Could mammoths be brought back to life and survive in nature?
If there was any intact DNA left from the stone ages, then you possibly make a clone. However, we do not have the technology yet to do this.
>>7976324
Yes, but it depends on your definition of "mammoth"
>>7976376
Mammoths weren't extinct until about 3700 years ago on Wrangel Island of Siberia. Intact DNA will not be found, as it is always contaminated or destroyed to some extent. Instead; you would insert mammoth like traits found in the genome of sequences of the damaged DNA in to Asian elephants, which would make up mammoth-like traits, for example the hair.
>>7976385
Do you mean as in you couldn't replicate the behaviour of an extinct species? The definition of a mammoth should be in the content of their genome and physical attributes because that can be 100% proven, whereas behavioural traits are probably lost forever.
Also: why do people even want to do it?
>Could mammoths be brought back to life
yes, but it's a bit of a long shot
>and survive in nature?
no, megafauna are stressed enough as it is without suffering from minimal diversity and the wrong adaptations for modern climate
>>7976487
What about in "Pleistocene park" in Russia? And also; can't you manipulate the genes of the mammoths so that they're adapted to our climate and temperature rather than the climate of their prime?
>>7976487
just bring those shits to antartica and give them some food
No don't believe any of the popsci click bait articles.

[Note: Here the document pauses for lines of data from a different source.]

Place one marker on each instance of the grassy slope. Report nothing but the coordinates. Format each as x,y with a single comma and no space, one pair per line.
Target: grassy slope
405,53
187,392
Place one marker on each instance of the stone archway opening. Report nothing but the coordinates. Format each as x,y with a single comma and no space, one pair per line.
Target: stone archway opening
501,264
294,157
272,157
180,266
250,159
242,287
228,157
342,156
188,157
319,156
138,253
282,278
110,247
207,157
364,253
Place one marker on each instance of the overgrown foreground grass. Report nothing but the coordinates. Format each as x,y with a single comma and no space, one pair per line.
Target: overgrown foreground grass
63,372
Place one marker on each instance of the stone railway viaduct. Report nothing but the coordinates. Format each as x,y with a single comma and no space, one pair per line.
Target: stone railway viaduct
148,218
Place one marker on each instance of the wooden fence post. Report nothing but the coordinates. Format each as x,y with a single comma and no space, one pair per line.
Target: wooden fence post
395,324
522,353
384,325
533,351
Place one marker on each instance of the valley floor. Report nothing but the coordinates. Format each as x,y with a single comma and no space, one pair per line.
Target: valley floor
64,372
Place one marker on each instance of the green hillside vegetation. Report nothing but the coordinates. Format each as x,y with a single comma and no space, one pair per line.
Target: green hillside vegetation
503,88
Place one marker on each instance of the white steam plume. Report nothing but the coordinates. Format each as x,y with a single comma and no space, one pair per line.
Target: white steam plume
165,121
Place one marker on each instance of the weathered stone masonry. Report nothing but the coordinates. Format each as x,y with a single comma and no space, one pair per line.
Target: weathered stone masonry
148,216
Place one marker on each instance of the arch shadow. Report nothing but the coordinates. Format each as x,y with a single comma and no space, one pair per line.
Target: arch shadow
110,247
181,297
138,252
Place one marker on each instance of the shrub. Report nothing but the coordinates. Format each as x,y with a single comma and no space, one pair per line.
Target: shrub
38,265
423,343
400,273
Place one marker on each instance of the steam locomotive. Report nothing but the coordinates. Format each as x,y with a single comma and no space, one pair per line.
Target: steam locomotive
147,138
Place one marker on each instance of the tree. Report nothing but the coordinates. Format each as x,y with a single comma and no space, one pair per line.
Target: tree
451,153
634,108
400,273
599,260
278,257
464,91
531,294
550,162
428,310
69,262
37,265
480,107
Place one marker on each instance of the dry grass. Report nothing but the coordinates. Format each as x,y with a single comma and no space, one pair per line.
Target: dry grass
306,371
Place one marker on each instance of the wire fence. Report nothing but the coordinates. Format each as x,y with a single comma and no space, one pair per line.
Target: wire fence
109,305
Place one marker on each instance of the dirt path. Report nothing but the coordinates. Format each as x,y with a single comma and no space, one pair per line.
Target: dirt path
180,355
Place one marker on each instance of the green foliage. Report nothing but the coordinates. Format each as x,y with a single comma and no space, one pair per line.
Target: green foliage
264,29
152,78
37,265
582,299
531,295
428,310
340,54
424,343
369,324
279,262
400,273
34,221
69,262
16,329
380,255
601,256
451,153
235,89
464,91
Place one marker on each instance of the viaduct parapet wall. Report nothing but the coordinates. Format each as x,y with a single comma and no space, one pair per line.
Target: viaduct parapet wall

Yes we can find intact DNA, but what pop scientists don't realize is that DNA has a half life of about 520 years (I think). In the best case scenario, if you find manage to find a dwarf wooly mammoth carcass with intact DNA that died 4000 years ago, less than 1% of that DNA would remain of what there originally was.
>but we'll just fill the holes and gaps with elephant DNA
Good luck figuring out where to put which genes and hoping the end result would look anything like a wooly mammoth
>>7976418
Even at the genetic level, it's impossible to replicate the entire mammoth genome, because we simply don't have one. A bioengineered mammoth would just be an approximation. A very good approximation, but not a true "mammoth".
>>7976524
So you'd say that the researchers that claim that is is possible (not popsci articles - actual proffesors and such) to sequence the genome are mostly looking to raise awareness and get investors so that they can spend their time on a sci-fi project?
Man moths?
>>7976885
Man moths are my religion
>>7976418
Didn't you see the frozen sabertooth tiger cubs?
There's all sorts of shit preserved in the ice
The reason they're extinct is because they couldn't survive in nature, dumbass.
The hardest part would be getting enough elephants (which are already endangered, few and far between) that you could do research on.
You need lots of females that will survive in captivity, inseminate them and wait for them to give birth, which could kill the mother, and the child may not be viable. This is an incredibly expensive and probably illegal proposition with little to no conceivable payoff. So you bring one or two mammoths back from extinction, what do you do with them then? Keep them in a zoo until they die? May be able to charge admission as it's a novelty and possibly a kind of natural freak show. Highly unethical.
>>7977041
plz dont spooky me
>>7978679
The reason they're extinct is because God willed it so.
>>7978679
They went extinct because of earth getting hotter combined with hunting humans. If they were brought back they would certainly not be hunted, dumbass
>>7978805
So where would they live if they were brought back? Antartica?
>>7978736
But if we are capable of bringing an extinct specie back to life, isn't it unethical to not do so? If it was to re-extinct, then so be it, but isn't it our duty to make up for the changes we have made on earth already?